The Head of the UN in South Africa has called the South African government’s approach to curbing the spread of Covid-19 impressive, saying the government should be congratulated.
Nardos Bekele-Thomas, the UN Resident Coordinator in the country, has hailed the government’s whole-government, whole-society approach and its swift and decisive efforts, and says that UN agencies based in the country are supporting government efforts in responding to and mitigating the crisis.
“The UN is assisting the Ministry of Health in its response plan to the pandemic, and we are looking at how we can assist in strengthening the national response,” Bekele-Thomas said. “We are expecting some shipment of personal protective equipment from the WHO in Geneva, which we will be distributing, along with the consignment donated by the co-founder of Alibaba Jack Ma. UNIDO and IFC are also supporting local manufacturing plans for masks and other personal protective equipment with small and medium enterprises.”
Bekele-Thomas says the UN is also appealing to the international community to enable the International Organisation for Migration (IOM) and UNHCR to address the basic needs of refugees and migrants, by providing food and non- food packages, meeting shelter needs and providing health services, to those in dire need. UN Women is working with the Ministry of Women to strengthen its capacity, and is strategizing on how to ensure that women feel more confident to report cases of gender-based violence.
UNICEF is providing material in local languages, and digital voice for those with visual impairment, to support parents and caregivers to facilitate learning at home particularly for early childhood development, and supporting the expansion of child-line services to address violence and abuse against children. UNFPA has put in place digital platforms to enhance information, communication, and education targeting South African youth with packaged WHO messages. The UN is also launching with civil society organisations, including SANAC, NEDLAC, and CSF a campaign called “I am, you are, we are together in the fight against Covid-19.”
“We are building coalitions around the government’s response plan, and next week we will launch a business coalition to compliment the Solidarity Fund of the business community. Last Thursday we held a virtual meeting with 100 members of the Diplomatic Corps, yesterday we had a virtual meeting with civil society organisations. We are embarking on a socio-economic impact study, and we are creating a digitized platform for emergency needs assessment, response and accountability which will also serve as a resource mobilisation tool. We have been in meetings this week with the EU, World Bank, IMF, and ADB to leverage funds for emergency services and supplies,” Bekele-Thomas told Independent Media in an exclusive interview.
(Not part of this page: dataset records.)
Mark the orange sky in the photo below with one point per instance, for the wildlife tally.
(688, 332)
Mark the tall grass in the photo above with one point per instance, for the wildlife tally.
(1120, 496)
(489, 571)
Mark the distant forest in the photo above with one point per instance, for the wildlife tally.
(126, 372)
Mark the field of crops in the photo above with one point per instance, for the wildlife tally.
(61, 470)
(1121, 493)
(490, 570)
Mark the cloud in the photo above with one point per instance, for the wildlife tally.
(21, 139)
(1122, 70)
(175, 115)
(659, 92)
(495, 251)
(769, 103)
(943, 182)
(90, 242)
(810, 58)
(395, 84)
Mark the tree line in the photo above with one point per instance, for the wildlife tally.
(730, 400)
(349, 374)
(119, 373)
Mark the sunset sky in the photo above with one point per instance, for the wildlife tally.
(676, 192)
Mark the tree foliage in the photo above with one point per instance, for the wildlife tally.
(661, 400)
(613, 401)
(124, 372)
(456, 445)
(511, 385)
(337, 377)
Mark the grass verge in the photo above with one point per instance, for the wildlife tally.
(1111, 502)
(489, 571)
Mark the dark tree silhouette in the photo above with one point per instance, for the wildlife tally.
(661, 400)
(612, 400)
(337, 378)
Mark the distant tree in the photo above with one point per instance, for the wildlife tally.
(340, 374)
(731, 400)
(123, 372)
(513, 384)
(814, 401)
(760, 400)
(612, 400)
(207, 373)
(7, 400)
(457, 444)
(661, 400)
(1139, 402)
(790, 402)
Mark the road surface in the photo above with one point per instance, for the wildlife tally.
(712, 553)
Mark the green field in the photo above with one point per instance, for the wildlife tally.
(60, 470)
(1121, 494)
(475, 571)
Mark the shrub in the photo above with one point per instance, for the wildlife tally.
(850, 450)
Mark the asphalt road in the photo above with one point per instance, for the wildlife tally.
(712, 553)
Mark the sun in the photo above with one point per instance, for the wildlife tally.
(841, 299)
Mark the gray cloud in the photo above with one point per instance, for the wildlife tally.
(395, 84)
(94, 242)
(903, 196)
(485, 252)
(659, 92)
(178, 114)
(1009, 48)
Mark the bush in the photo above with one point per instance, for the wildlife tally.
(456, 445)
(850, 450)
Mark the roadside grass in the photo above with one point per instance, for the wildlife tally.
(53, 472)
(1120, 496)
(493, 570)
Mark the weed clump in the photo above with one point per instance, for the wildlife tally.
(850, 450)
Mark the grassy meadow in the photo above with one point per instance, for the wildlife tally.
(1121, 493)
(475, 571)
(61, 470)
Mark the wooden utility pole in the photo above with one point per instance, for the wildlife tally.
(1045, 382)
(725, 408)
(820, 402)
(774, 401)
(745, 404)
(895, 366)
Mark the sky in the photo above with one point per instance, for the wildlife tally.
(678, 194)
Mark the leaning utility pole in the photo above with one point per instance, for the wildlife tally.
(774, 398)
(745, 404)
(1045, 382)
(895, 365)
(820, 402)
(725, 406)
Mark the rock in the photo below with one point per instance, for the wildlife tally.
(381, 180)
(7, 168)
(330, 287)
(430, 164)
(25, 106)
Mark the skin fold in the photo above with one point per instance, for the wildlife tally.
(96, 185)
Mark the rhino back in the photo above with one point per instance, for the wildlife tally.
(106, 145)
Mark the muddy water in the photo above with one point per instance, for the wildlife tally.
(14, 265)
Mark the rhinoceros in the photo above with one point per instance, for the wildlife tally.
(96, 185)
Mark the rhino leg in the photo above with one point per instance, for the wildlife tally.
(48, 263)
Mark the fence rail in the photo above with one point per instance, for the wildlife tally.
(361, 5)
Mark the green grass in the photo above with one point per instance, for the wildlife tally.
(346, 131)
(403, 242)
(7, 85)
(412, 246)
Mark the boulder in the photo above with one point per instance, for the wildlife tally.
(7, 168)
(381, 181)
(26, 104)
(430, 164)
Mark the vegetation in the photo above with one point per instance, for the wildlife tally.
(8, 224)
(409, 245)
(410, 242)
But Bekele-Thomas was also quick to point out that what makes it particularly difficult to deal with the situation in South Africa is that there are two countries in one, the HMIC and LDC, and we are still catching up with the unfinished business of the MDGs and the sluggish realisation of the SDGs, resulting in many unfulfilled promises. “We need to change the way we tackle economic development, and the focus must be on inclusive growth,” Bekele-Thomas said.
The UN Coordinator emphasized that South Africa has a major challenge in that 8 million of its citizens are living with HIV/AIDS, and their immunity is compromised. Of those, 2.5 million are not under ARV treatment. “We need to address how we preserve the gains made in HIV/AIDS, and do better in the future.”
“When people ask me when I think we are going back to normalcy, my response is that if we define normalcy as the status quo, then that is not normal. We need to opt for a better place than we were in before. This pandemic has revealed to us the serious deficiencies that exist in this country in terms of access to food, water and decent housing,” Bekele-Thomas said.